Quando o filho completa 18 anos, o pai que paga a pensão pode intentar ação judicial exoneratória requerendo o fim desse encargo; o que pode não ocorrer se estiver demonstrado pelo filho que a necessidade da prestação de alimentos persiste, bem como a possibilidade de pagamento da pensão pelo pai.
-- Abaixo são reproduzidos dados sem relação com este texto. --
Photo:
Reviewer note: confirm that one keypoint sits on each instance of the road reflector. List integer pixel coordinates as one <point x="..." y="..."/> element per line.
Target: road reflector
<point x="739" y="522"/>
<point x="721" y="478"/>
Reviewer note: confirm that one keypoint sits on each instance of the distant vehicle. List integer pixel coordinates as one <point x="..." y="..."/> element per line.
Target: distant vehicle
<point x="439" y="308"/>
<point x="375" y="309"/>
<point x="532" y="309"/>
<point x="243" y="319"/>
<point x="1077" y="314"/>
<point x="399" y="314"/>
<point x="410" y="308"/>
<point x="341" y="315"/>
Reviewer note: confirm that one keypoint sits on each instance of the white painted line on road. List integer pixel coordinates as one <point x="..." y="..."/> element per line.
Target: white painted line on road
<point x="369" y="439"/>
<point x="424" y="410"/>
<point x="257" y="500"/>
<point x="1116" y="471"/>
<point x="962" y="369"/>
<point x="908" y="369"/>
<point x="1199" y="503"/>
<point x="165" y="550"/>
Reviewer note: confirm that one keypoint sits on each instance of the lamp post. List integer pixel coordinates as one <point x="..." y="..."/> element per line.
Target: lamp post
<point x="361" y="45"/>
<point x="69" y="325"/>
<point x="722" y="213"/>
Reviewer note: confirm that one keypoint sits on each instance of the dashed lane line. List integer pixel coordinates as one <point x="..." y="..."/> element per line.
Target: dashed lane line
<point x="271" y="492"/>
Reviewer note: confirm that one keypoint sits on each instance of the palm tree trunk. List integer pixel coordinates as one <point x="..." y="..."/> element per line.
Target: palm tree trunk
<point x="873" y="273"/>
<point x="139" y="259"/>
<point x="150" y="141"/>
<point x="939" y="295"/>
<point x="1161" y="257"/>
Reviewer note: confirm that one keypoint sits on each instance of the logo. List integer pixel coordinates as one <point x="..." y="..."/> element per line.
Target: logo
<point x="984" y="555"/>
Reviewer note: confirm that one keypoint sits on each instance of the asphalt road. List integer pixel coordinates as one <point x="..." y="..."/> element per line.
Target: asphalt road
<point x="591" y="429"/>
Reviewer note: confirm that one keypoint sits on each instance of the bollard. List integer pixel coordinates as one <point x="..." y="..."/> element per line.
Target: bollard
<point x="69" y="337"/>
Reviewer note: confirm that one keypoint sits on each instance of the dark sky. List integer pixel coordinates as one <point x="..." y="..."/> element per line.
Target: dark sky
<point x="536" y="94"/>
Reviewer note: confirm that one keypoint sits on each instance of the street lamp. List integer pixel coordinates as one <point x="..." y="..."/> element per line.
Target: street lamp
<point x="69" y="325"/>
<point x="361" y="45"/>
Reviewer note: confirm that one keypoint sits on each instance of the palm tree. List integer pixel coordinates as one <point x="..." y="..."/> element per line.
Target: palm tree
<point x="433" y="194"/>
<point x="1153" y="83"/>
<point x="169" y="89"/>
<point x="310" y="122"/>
Não há legislação sobre o assunto, o que define quais são os critérios adotados para a cessão ou não da prestação alimentícia é a doutrina e a jurisprudência, como, por exemplo, a súmula 358 do Superior Tribunal de Justiça (STJ), que dispõe: ''O cancelamento de pensão alimentícia de filho que atingiu a maioridade está sujeito à decisão judicial, mediante contraditório, ainda que nos próprios autos.''
Temos algumas hipóteses que podem exonerar ou estender o pagamento da pensão alimentícia ao alimentado, como a emancipação do filho, que pode determinar o fim da pensão. Um exemplo de caso que poderá prorrogar a obrigação do pagamento é o de o filho estar cursando uma faculdade, mesmo após atingir a maioridade civil, caso fique comprovado que o filho não terá condições de arcar com os seus custos.
Portanto, o que determina a cessão da responsabilidade de pagamento da pensão alimentícia é o confronto da necessidade do filho em recebê-la com a possibilidade de pagamento pelos pais.